Regardless of your industry, if you’re an engineer then I’m pretty sure you’ve encountered the term “Functional Safety” at least once in your career. And I bet you thought at that time or maybe still think that functional safety is related to occupational health and safety, electrical safety or something similar. Well, not exactly. In this short post I’ll try to explain with the simplest examples what functional safety is.
If you check any functional safety standard like ISO 26262 or IEC 61508, it will give you about the same definition for functional safety.
Functional safety is an absence of unreasonable risk due to hazards caused by malfunctioning behaviour of the electrical, electronic or programmable electronic systems
Let’s dig into this term a bit deeper, so that it will be easier for us to further understand the idea behind the functional safety concept.
First, let’s talk about hazards. A hazard is something that may cause harm. Examples include an open fire, sharp edges of a machinery equipment, high kinetic energy of a vehicle and water on the floor. All these hazards have the potential of damaging a person who gets in contact with the hazard. An open fire is not harmful until a person gets too close to the fire. The moving parts of a machine are not harmful unless you put your arm between the rolling gears.
If we bring some operational and/or environmental context as how hazard can damage a subject (a person), then we will be able to describe a way how the person can get injured by the hazard. This description is called hazardous event. Imagine that the hazard is high temperature of a machinery part and the context is that the machinery operator accidentally touches the part which has high temperature. The hazardous event here will sound then like
Every hazardous event can be assessed to determine how bad it may be. The value of “how bad” concept is called risk level (or risk) and consists of two parts, severity and probability. Quite often there is confusion when engineers use the term “risk” instead of “hazardous event”. Properly stated, risk is a magnitude value assigned to the hazardous event.
Severity reflects how bad the consequences are; probability or likelihood takes a subject, operational and environmental contexts into account to estimate how likely the outcome can appear given the hazard. Both severity and probability are combined via the instrument called “risk matrix” which converts severity and probability values into the risk value for the hazardous event. See an example of the risk matrix below.
Higher levels of risk are usually treated as unacceptable within the company and hazardous events associated with these levels may lead to serious consequences and/or have very high probability, so they shall be mitigated regardless the price or effort. There are also low levels of risk when the hazardous events happen rarely or potential injuries for persons are slight (like scratches). In this case the level of risk is assumed to be acceptable by the company which understands potential consequences and probabilities for the hazardous event.

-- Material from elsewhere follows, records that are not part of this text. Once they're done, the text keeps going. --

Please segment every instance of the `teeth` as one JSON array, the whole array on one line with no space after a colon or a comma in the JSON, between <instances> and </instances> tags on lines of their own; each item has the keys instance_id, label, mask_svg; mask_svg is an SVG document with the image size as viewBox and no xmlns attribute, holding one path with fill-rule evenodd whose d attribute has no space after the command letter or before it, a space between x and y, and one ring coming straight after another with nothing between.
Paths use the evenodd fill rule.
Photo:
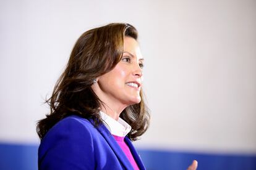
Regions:
<instances>
[{"instance_id":1,"label":"teeth","mask_svg":"<svg viewBox=\"0 0 256 170\"><path fill-rule=\"evenodd\" d=\"M128 83L127 84L128 86L138 88L138 84L137 84L136 83Z\"/></svg>"}]
</instances>

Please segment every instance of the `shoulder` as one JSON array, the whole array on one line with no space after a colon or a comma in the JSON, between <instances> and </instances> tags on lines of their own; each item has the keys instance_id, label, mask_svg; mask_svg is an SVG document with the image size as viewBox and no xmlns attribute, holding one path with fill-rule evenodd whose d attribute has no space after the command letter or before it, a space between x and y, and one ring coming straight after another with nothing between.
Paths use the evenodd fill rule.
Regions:
<instances>
[{"instance_id":1,"label":"shoulder","mask_svg":"<svg viewBox=\"0 0 256 170\"><path fill-rule=\"evenodd\" d=\"M88 119L71 115L53 126L42 139L41 143L49 140L61 139L63 136L69 136L71 139L76 138L77 136L80 137L85 136L88 137L95 130L96 128Z\"/></svg>"},{"instance_id":2,"label":"shoulder","mask_svg":"<svg viewBox=\"0 0 256 170\"><path fill-rule=\"evenodd\" d=\"M59 121L41 141L40 169L94 169L93 138L98 135L96 131L88 119L78 116Z\"/></svg>"}]
</instances>

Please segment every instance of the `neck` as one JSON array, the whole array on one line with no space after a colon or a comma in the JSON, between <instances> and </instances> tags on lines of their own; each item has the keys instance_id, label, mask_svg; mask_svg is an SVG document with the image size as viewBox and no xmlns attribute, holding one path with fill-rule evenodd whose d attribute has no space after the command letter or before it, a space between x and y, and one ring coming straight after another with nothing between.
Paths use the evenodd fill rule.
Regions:
<instances>
[{"instance_id":1,"label":"neck","mask_svg":"<svg viewBox=\"0 0 256 170\"><path fill-rule=\"evenodd\" d=\"M126 108L125 106L118 106L117 105L111 105L109 103L103 103L101 105L101 110L102 111L107 114L108 116L118 120L120 114Z\"/></svg>"}]
</instances>

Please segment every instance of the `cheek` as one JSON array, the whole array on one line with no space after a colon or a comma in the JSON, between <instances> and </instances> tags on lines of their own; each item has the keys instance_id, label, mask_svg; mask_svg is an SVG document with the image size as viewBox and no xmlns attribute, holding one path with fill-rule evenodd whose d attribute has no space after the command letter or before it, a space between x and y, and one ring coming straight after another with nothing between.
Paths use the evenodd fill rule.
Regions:
<instances>
[{"instance_id":1,"label":"cheek","mask_svg":"<svg viewBox=\"0 0 256 170\"><path fill-rule=\"evenodd\" d=\"M124 79L129 75L128 70L121 67L116 67L115 72L116 78L119 79Z\"/></svg>"}]
</instances>

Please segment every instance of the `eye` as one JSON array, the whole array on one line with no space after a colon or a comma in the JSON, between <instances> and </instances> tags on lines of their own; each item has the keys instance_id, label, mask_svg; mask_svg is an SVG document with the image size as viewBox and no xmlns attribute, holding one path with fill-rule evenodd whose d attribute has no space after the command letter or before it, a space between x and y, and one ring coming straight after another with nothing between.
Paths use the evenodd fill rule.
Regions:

The last bit is to figure out what are hazards caused by malfunctioning behaviour of the electrical, electronic or programmable electronic systems. The malfunctioning behaviour is when your item work in an unwanted way (doesn’t work at all or works at a low performance). This may happen because of hardware or software faults and failures. If we speak about some programmable electronic system like vehicle brake controller, its malfunctioning may be caused by SW bugs or HW failures (short in specific resistor) and may lead to loss of braking ability for the whole vehicle which is hazard by its nature.

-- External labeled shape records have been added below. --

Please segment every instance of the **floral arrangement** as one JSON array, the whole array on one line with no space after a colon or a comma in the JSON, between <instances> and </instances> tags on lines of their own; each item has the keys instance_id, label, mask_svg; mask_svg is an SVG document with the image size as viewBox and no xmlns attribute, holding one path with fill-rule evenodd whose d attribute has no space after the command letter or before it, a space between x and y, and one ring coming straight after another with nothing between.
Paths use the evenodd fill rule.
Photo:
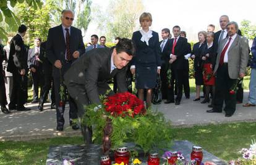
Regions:
<instances>
[{"instance_id":1,"label":"floral arrangement","mask_svg":"<svg viewBox=\"0 0 256 165\"><path fill-rule=\"evenodd\" d=\"M242 155L242 159L231 161L229 165L254 165L256 164L256 142L252 140L249 149L242 148L239 151Z\"/></svg>"},{"instance_id":2,"label":"floral arrangement","mask_svg":"<svg viewBox=\"0 0 256 165\"><path fill-rule=\"evenodd\" d=\"M233 85L231 86L231 87L229 89L229 94L230 95L235 94L237 90L238 84L241 83L242 83L242 78L238 78L237 79L236 79L236 82L233 83Z\"/></svg>"},{"instance_id":3,"label":"floral arrangement","mask_svg":"<svg viewBox=\"0 0 256 165\"><path fill-rule=\"evenodd\" d=\"M127 142L135 143L135 150L140 148L145 153L161 153L161 150L171 147L171 123L163 114L151 109L146 111L143 101L130 93L108 95L108 92L100 96L101 104L85 106L82 120L82 124L93 128L93 142L103 142L103 149L107 148L104 152Z\"/></svg>"}]
</instances>

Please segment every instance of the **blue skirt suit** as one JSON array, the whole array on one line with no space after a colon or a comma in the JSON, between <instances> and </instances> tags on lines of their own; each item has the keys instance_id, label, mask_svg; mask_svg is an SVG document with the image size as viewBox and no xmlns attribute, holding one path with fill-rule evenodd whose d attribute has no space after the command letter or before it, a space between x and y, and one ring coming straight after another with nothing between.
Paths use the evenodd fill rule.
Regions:
<instances>
[{"instance_id":1,"label":"blue skirt suit","mask_svg":"<svg viewBox=\"0 0 256 165\"><path fill-rule=\"evenodd\" d=\"M153 88L156 84L157 67L161 66L161 48L158 33L152 31L152 37L146 41L140 40L142 35L140 31L134 32L132 41L135 45L135 56L131 62L135 66L136 88Z\"/></svg>"}]
</instances>

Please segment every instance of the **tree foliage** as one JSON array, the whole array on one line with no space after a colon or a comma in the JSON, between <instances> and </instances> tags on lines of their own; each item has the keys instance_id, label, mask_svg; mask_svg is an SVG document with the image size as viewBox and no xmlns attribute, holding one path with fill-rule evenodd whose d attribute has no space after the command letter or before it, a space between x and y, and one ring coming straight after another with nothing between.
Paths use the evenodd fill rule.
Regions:
<instances>
[{"instance_id":1,"label":"tree foliage","mask_svg":"<svg viewBox=\"0 0 256 165\"><path fill-rule=\"evenodd\" d=\"M241 23L241 30L243 36L252 40L256 36L256 25L251 25L250 21L243 20Z\"/></svg>"},{"instance_id":2,"label":"tree foliage","mask_svg":"<svg viewBox=\"0 0 256 165\"><path fill-rule=\"evenodd\" d=\"M27 3L17 5L17 15L20 22L28 27L27 38L30 44L33 43L33 38L36 36L40 37L43 41L46 40L52 23L51 15L61 12L54 1L47 0L41 9L32 7Z\"/></svg>"},{"instance_id":3,"label":"tree foliage","mask_svg":"<svg viewBox=\"0 0 256 165\"><path fill-rule=\"evenodd\" d=\"M105 12L101 12L99 27L106 30L108 40L116 36L130 38L137 30L144 6L141 0L112 0ZM103 15L104 14L104 15Z\"/></svg>"},{"instance_id":4,"label":"tree foliage","mask_svg":"<svg viewBox=\"0 0 256 165\"><path fill-rule=\"evenodd\" d=\"M18 2L21 4L24 2L35 10L41 8L43 4L41 0L1 0L0 1L0 22L4 20L12 31L17 31L20 25L20 21L10 8L14 7ZM0 37L7 40L7 35L6 30L0 27Z\"/></svg>"}]
</instances>

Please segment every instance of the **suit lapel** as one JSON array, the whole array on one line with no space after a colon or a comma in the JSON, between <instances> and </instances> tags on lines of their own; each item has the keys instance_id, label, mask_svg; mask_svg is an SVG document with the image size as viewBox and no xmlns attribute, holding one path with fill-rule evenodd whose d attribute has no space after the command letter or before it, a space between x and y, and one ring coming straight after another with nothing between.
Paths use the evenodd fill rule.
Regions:
<instances>
[{"instance_id":1,"label":"suit lapel","mask_svg":"<svg viewBox=\"0 0 256 165\"><path fill-rule=\"evenodd\" d=\"M238 44L239 40L239 36L238 35L236 35L236 38L234 40L234 41L232 43L232 44L230 46L229 49L228 50L228 52L229 51L232 50L232 49Z\"/></svg>"},{"instance_id":2,"label":"suit lapel","mask_svg":"<svg viewBox=\"0 0 256 165\"><path fill-rule=\"evenodd\" d=\"M66 41L65 41L65 37L64 36L64 33L63 33L63 29L62 29L62 26L61 25L59 25L59 36L61 36L61 41L62 41L62 42L63 43L63 44L64 45L66 45ZM65 46L66 48L66 46Z\"/></svg>"}]
</instances>

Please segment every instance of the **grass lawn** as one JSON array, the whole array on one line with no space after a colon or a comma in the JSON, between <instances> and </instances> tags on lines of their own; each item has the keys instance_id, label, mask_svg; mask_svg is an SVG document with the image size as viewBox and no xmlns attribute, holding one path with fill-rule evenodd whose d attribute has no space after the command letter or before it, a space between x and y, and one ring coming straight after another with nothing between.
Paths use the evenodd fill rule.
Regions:
<instances>
[{"instance_id":1,"label":"grass lawn","mask_svg":"<svg viewBox=\"0 0 256 165\"><path fill-rule=\"evenodd\" d=\"M188 140L228 161L240 157L242 148L256 139L256 122L233 123L173 129L174 139ZM0 142L0 164L45 164L49 146L82 144L82 137L54 138L29 142Z\"/></svg>"}]
</instances>

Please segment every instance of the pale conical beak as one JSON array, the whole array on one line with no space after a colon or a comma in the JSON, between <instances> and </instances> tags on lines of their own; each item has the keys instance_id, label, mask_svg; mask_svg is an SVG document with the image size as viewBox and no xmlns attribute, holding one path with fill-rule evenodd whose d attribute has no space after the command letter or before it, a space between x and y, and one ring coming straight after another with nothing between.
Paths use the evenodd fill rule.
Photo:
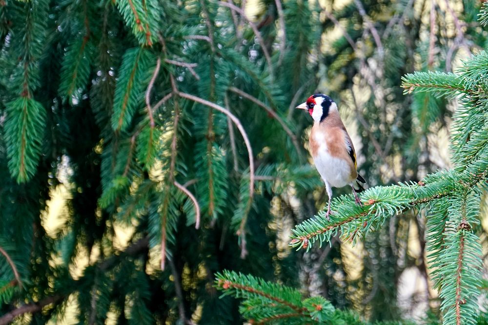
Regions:
<instances>
[{"instance_id":1,"label":"pale conical beak","mask_svg":"<svg viewBox=\"0 0 488 325\"><path fill-rule=\"evenodd\" d=\"M298 106L297 106L296 107L295 107L295 108L299 108L301 110L306 110L306 109L308 109L308 108L306 107L306 102L305 102L305 103L302 103L302 104L300 104L299 105L298 105Z\"/></svg>"}]
</instances>

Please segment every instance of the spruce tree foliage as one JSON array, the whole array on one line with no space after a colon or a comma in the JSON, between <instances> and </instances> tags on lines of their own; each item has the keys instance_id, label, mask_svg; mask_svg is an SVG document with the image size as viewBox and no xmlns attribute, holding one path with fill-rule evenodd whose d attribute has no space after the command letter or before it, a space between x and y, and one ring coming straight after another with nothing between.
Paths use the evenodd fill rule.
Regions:
<instances>
[{"instance_id":1,"label":"spruce tree foliage","mask_svg":"<svg viewBox=\"0 0 488 325\"><path fill-rule=\"evenodd\" d=\"M384 11L383 1L355 1L331 11L330 3L321 7L317 1L266 0L259 1L256 17L246 16L245 2L0 3L0 324L95 324L108 318L137 324L234 324L243 318L264 324L326 324L331 318L353 324L399 318L390 312L396 310L396 295L389 284L395 283L401 263L385 236L366 237L371 262L365 263L356 282L345 276L340 241L333 239L324 255L284 246L289 229L321 208L325 199L302 144L310 120L293 108L318 87L344 108L342 114L353 111L346 99L358 86L351 81L359 80L360 86L372 87L369 99L359 105L363 111L357 113L366 119L358 128L362 156L368 157L361 172L370 184L389 184L395 177L416 180L421 170L433 171L426 143L436 130L426 125L448 115L443 108L447 102L421 93L405 100L398 87L400 76L418 63L411 57L427 61L428 47L421 36L426 28L423 9L418 14L411 2L388 3L393 8L388 18L396 21L390 24L379 14ZM486 37L476 29L479 8L469 2L463 2L461 18L467 25L466 39L475 47L484 44ZM441 9L436 10L440 17ZM331 13L346 33L324 41L338 28L332 19L323 19ZM381 47L372 22L381 32ZM357 28L361 24L362 30ZM436 43L441 52L436 68L444 69L439 62L456 39L446 37ZM460 48L453 47L454 53ZM483 59L476 57L481 68ZM372 68L382 58L384 63ZM471 81L463 79L460 88L475 89L479 71L466 69ZM443 78L447 80L439 75L436 82ZM448 81L454 83L452 78ZM450 98L454 93L448 95ZM428 105L426 98L432 101ZM383 201L366 206L371 210L363 219L372 218L367 229L354 233L355 224L345 224L354 238L378 228L382 218L393 220L382 210L406 210L413 192L425 199L436 193L429 191L434 186L472 188L447 181L469 174L484 156L477 149L486 144L483 134L473 133L479 124L472 125L472 136L463 133L471 127L461 118L471 106L464 107L467 112L457 118L461 131L456 143L478 141L462 148L453 145L461 148L456 154L465 159L466 170L432 175L432 184L423 181L425 189L371 190L370 198ZM399 117L390 120L386 113L397 110ZM481 123L481 108L477 114ZM384 150L379 153L371 138ZM406 139L411 143L406 149ZM399 153L409 157L402 161L402 172L382 175ZM427 158L414 158L418 156ZM404 174L409 176L400 176ZM401 202L392 202L390 191ZM59 193L64 204L57 212L53 202ZM465 215L459 209L469 206L466 220L473 226L479 197L467 191L452 200L446 194L433 201L452 213L448 220L446 214L432 214L446 219L447 230L439 231L450 236L446 239L453 246L462 243L468 253L474 247L470 246L473 229L483 230L467 229L461 236L456 225ZM334 202L345 211L358 212L348 199ZM50 213L57 215L55 227L48 224ZM408 228L401 219L394 221L390 229L398 235L393 242L400 250ZM432 227L435 232L438 224ZM129 233L126 243L121 242L123 228ZM432 235L427 241L433 254L445 254L442 258L448 260L459 250L435 250L446 245L439 241L444 238ZM375 255L382 256L381 263L373 263ZM469 287L477 270L466 272L464 267L478 262L463 261L460 287L468 298L479 290ZM407 261L402 267L416 263ZM368 281L379 267L387 276L387 288L375 289L377 282ZM244 306L240 309L239 302L229 297L219 299L213 286L215 272L220 272L218 288L244 296ZM457 283L444 281L447 274L436 276L448 293ZM243 291L231 283L255 287ZM317 284L326 294L310 298ZM350 294L351 288L360 289L359 298ZM268 296L258 294L260 288ZM287 303L263 306L263 302L276 304L275 296ZM365 298L368 301L363 304ZM448 316L452 298L444 296ZM455 297L454 303L463 301ZM459 306L468 313L472 302L466 301ZM386 302L390 308L385 308ZM289 310L290 305L298 312ZM76 311L70 311L73 307ZM300 317L273 318L297 312Z\"/></svg>"}]
</instances>

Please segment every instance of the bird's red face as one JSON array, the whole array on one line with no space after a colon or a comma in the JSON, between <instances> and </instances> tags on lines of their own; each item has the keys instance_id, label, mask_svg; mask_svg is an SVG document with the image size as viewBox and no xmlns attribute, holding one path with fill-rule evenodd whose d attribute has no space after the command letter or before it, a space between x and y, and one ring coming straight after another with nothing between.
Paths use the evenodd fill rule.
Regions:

Now let’s summarise what we know and define what is functional safety at last.
If we may have hazardous events caused by an item‘s malfunctioning due to internal or external faults and failures, but the level of risk associated with this hazardous event is below some acceptable risk threshold, then it is fair to say that the item is functionally safe, or in other words functional safety is achieved for the item.
The picture below illustrates propagation from low level faults to high level hazardous events in the context of functional safety.
Please notice that if the level of risk is not acceptable, then we have to decrease it. There are various techniques that allow to push down the level of risk, but we will discuss them in further posts.